We first set the number of controllers and link cuts to \(|U|=2\) and \(n=2\), respectively. The resulting controller placement for the designer’s strategies \(s_1^d\) and \(s_2^d\), as well as the results of link cuts under the attacker’s strategies \(s_1^a\), \(s_2^a\) and \(s_3^a\), are depicted in Fig. 3. For example, when the attacker adopts \(s_2^a\), links 7–8 and 10–11 are cut, as the links deemed most critical under the assumption of strategy \(s_1^d\) applied for CP design. Based on this, Table 2 elaborates on the utilities of the two players under different strategy profiles, whose rationality can be analyzed as follows. As can be seen in the table, the designer always has higher utility when the attacker’s utility is lower, regardless of the adopted strategies. For instance, if the designer’s strategy is fixed to \(s_1^d\), the attacker gains the maximum utility when it selects strategy \(s_2^a\). This is because in \(s_2^a\), the attacker detects the most critical links based on the CP implementation determined by \(s_1^d\), which verifies that the attacker can maximize utility under the correct assumption of the designer’s strategy. Under this strategy profile, i.e., (\(s_1^d\), \(s_2^a\)), the designer has the minimum utility of \(-92.8\), which represents the largest loss on the CP resilience. Compared to the other two strategy profiles (i.e., (\(s_1^d\), \(s_1^a\)) and (\(s_1^d\), \(s_3^a\))), the utility of the attacker for (\(s_1^d\), \(s_1^a\)) is higher than that for (\(s_1^d\), \(s_3^a\)). This bears an important implication for the attacker – if the information about the CP implementation is not available, launching attacks based on criticality of links evaluated for the physical topology may be more favorable than that based on a CP implementation guess. Observations similar to above hold for the designer’s strategy \(s_2^d\) as well.

Table 2. Game in strategic form with \(n=2\)

Fig. 3.

SprintNET topology.

If the attacker’s strategy is fixed, e.g., to \(s_2^a\), the designer’s utility under strategy \(s_2^d\) is lower than under \(s_1^d\). This may seem counterintuitive as \(s_2^a\) is based precisely on the correct assumption of the CP implemented using \(s_1^d\), yet \(s_1^d\) yields higher robustness than \(s_2^d\).
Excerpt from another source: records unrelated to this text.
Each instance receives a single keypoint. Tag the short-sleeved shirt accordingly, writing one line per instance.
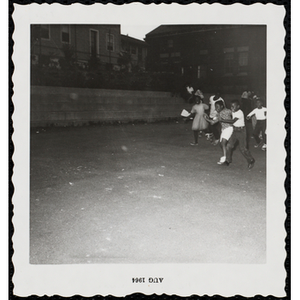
(212, 103)
(260, 113)
(241, 119)
(225, 114)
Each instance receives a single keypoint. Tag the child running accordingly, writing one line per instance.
(260, 113)
(238, 135)
(215, 128)
(199, 122)
(226, 128)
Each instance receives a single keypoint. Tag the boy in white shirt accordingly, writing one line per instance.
(239, 134)
(260, 113)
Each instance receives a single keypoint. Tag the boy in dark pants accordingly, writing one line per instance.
(239, 135)
(260, 113)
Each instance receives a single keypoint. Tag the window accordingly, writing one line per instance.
(228, 60)
(65, 34)
(110, 42)
(228, 66)
(45, 32)
(164, 55)
(243, 59)
(175, 54)
(203, 52)
(170, 43)
(201, 72)
(94, 42)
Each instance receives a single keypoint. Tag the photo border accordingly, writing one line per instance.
(287, 183)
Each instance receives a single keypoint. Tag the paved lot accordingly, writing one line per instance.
(141, 194)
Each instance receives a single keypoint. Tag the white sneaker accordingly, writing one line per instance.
(222, 160)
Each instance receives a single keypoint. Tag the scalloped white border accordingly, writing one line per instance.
(180, 279)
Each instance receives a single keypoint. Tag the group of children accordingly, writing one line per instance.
(227, 126)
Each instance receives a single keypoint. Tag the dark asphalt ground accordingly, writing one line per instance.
(141, 194)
However, as indicated by the utilities for the other two attacker’s strategy profiles, the CP implemented with \(s_2^d\) is more vulnerable than that implemented with \(s_1^d\). If the designer chooses \(s_2^d\), link cuts can be more damaging even when the attacker bases the link criticality assessment on the wrong assumption of the CP design strategy. Consequently, by analyzing the game, the designer tends to prioritize \(s_1^d\) for a more resilient CP, which is reflected in the resulting NE.

By solving the game in Table 2, we obtain an NE (\(\mathbf{y} _*^d\), \(\mathbf{y} _*^a\)) as (\((0.746, 0.254)^T\), \((0.0, 0.0, 1.0)^T\)), where the designer selects strategy \(s_1^d\) with the probability of 0.746 and strategy \(s_2^d\) with the probability of 0.254, while the attacker uses strategy \(s_3^a\) in all cases. Namely, in the NE, when the attacker uses \(s_3^a\) for their own benefit, the designer defends by selecting \(s_2^d\) with a comparatively lower probability. Hence, by following the NE, the designer can avoid large damages to the CP.
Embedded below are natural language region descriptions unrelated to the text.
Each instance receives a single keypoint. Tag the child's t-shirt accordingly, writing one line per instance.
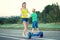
(34, 16)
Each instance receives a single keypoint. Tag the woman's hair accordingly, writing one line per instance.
(23, 3)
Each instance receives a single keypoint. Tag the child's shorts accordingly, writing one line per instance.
(35, 24)
(25, 19)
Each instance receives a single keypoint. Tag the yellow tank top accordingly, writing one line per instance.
(24, 13)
We assess the game when the number of fiber cuts n changes within [1, 5]. The NEs of the games are listed in Table 3. For example, when \(n=1\), the game is shown in Table 4, whose rationality can be analyzed similarly as the one in Table 2. In this game, the NE suggests that the designer should select \(s_1^d\) and \(s_2^d\) with probabilities of 0.493 and 0.507, respectively, to defend against the attack performed with \(s_1^a\). When n changes from 2 to 5, the probability of selecting \(s_1^d\) by the designer is always higher than \(s_2^d\), while the attacker would never use \(s_2^a\) otherwise the designer would suffer from the largest CP robustness loss, which violates the NE.
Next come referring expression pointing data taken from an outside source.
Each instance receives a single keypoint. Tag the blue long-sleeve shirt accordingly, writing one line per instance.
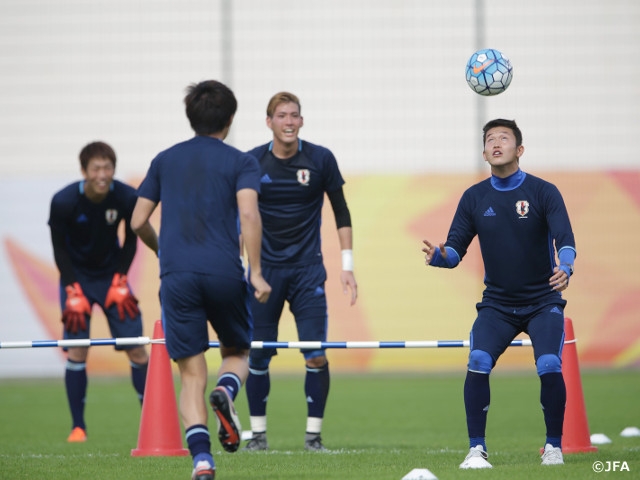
(521, 222)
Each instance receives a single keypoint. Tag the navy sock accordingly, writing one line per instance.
(75, 380)
(139, 378)
(316, 388)
(553, 398)
(258, 387)
(477, 396)
(231, 382)
(199, 443)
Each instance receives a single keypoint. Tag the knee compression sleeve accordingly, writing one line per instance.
(480, 362)
(548, 363)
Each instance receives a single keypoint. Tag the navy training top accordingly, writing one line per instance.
(291, 199)
(85, 234)
(196, 181)
(519, 220)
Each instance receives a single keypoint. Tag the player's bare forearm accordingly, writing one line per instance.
(148, 236)
(140, 223)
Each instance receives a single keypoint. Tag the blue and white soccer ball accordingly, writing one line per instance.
(489, 72)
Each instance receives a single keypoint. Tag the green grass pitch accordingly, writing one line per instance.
(376, 427)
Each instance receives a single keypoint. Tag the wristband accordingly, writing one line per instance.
(347, 260)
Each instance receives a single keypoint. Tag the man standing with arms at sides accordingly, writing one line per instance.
(205, 187)
(522, 223)
(295, 175)
(84, 221)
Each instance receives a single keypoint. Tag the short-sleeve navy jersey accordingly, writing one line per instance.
(91, 229)
(196, 182)
(291, 199)
(518, 229)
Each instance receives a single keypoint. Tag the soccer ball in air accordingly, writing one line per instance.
(489, 72)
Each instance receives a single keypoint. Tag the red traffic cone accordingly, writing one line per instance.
(575, 436)
(159, 433)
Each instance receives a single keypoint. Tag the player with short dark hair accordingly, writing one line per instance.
(522, 224)
(84, 221)
(295, 175)
(206, 187)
Table 3. NEs of games with different n

Table 4. Game in strategic form with \(n=1\)

To gain insight into the CP solutions resulting from the NEs, we use two metrics to measure their properties in terms of the expected average CP connectivity \(\overline{c}(n)\) and the expected average CP transmission distance \(\overline{l}(n)\). These are calculated as:

$$\begin{aligned} \overline{c}(n) = (\mathbf{y} _*^d)^T \cdot \mathbf{C} \cdot \mathbf{y} _*^a, \quad \quad \overline{l}(n) = (\mathbf{y} _*^d)^T \cdot \mathbf{L} \cdot \mathbf{y} _*^a,. \end{aligned}$$

(15)

where both \(\mathbf{C} \) and \(\mathbf{L} \) are \(|S^d|\times |S^a|\) matrices, each element of \(\mathbf{C} \) is the average CP connectivity c(n) and each element of \(\mathbf{L} \) is the average control channel transmission distance l(n) under the corresponding pure strategy profile. The pure strategy profile refers to the one in which both players select one strategy from their own strategy space deterministically. Figures 4(a) and (b) show the respective results of \(\overline{c}(n)\) and \(\overline{l}(n)\) under the NE. For comparison, we also provide the results under the best and the worst scenarios resulting from the pure strategy profiles, denoted with \(c_b(n)\) and \(c_w(n)\), respectively. Naturally, in Fig. 4(a), the average CP connectivity \(\overline{c}(n)\) exhibits a downward trend when n increases.

Fig. 4.

The expected average CP connectivity and control channel length for different number of cut links.

As shown in Fig. 4(a), \(\overline{c}(n)\) is higher than \(c_w(n)\), while Fig. 4(b) shows the advantage of \(\overline{l}(n)\) over \(l_w(n)\). This verifies that, guided by the NEs, the designer can mitigate the effectiveness of attacks, and thus improve the CP robustness. However, \(\overline{c}(n)\) cannot reach \(c_b(n)\), which is inevitable for the existence of an intelligent attacker. Note that, in Fig. 4(b), the (expected) average transmission distance of control channels can increase or decrease with n. The reason for the increase is that the control channels have to traverse longer paths, while the decrease occurs when the connectivity between some switch-controller pairs is lost and, thus, the control channels disappear.

6 Conclusion

This paper considered an SDON under the threat from targeted fiber cut attacks and studied the problem of resilient CP design. To solve it, we proposed a game theoretic approach where the problem was modeled as a non-cooperative game between the CP designer and the attacker, and defined the game strategies and the utility functions for both players. In the game, the goal of the designer was to minimize the CP connectivity and latency degradation caused by targeted fiber cuts, while the attacker aimed at maximizing the CP disruption by cutting the most critical links. Theoretical analysis were conducted to obtain the Nash Equilibrium (NE) as the solution. Extensive simulation results suggested that following the NE enabled the designer to avoid the worst-case scenario where the CP suffers the largest losses, which confirmed the effectiveness of the proposed game-theoretic approach in improving the CP resilience to targeted fiber cuts.